What is the general opinion on the cinema series from paradigm?

Thanks


----------



## alexadams77 (Aug 4, 2007)

What is your budget for speakers, how big is your room and what are you going to use this setup mainly for (ie Moives or Music)?

A big thing to remember is that as long as you're happy with the sound of speakers, that's all that matters.


----------



## Guest (Nov 23, 2007)

alexadams77 said:


> What is your budget for speakers, how big is your room and what are you going to use this setup mainly for (ie Moives or Music)?
> 
> A big thing to remember is that as long as you're happy with the sound of speakers, that's all that matters.


my room is 12 wide by 16 long - will use mostly for watching movies and tv - sports mainly - also music but maybe 25% - my total budget for the complete home cinema system is $8K


----------



## alexadams77 (Aug 4, 2007)

You'll prob want to spend between $2-3000 for your TV, roughly $1000 for your Receiver, $1000 for a subwoofer and the rest for your speakers.

Paradigms are very nice speakers, but the Cinema series is one of their lowest quality speakers. If you want to stick with Paradigm, I would look into their Monitor or Studio series.

There are also a lot of ID (Internet Direct) companies that offer a lot of bang for the buck.
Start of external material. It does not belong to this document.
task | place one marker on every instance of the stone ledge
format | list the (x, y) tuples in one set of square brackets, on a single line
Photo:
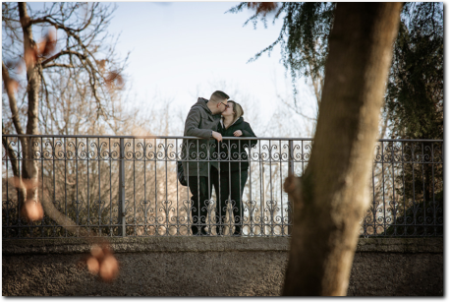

Two names that come to mind are Axiom Audio and AV123. Both of these companies offer a 30 Day In-Home trial period as well, so if you don't like the speakers, you can return them.

Take a look at the Axiom Audio Epic 60/80 package (minus the subwoofer). It offers incredible bang for the buck and will outplay an equal priced Paradigm speaker. The m60/80 is more comparable against the Studio series, which is usually around $500 more.

Another great speaker to look at would be the Rocket RS750 - 1000 by AV123. They have a deal on right now till the end of the month. I haven't heard them myself, but they've received great reviews and at their current price it's a real steal.

You'll want your Left, Right and Center speaker to be from the same company (usually) to timber match. The surround speakers can be from a different company. I would take a look at the center channel from a particular company and see if it'll fit into your room/setup. If it doesn't, then I'd stay away from them.

Subwoofer - SVS or HSU would be the place to buy your subwoofer.

You've got a lot of research ahead of you right now. I'd also recommend going out and demoing as many speakers as you can to see what you like. When demoing speakers remember that they'll sound different in your HT room. Most HT demo rooms are perfectly square, sealed and not too much furniture, so they're usually the best possible listening scenario for the speakers.

Another thing to do as well is to go to other forums and see what they say. You'll find that one forum will love.....Paradigms and swear by them, then another will love........Axiom. Read as much as you can about the different speakers, receivers, subwoofers and TV's.

Good Luck!!


----------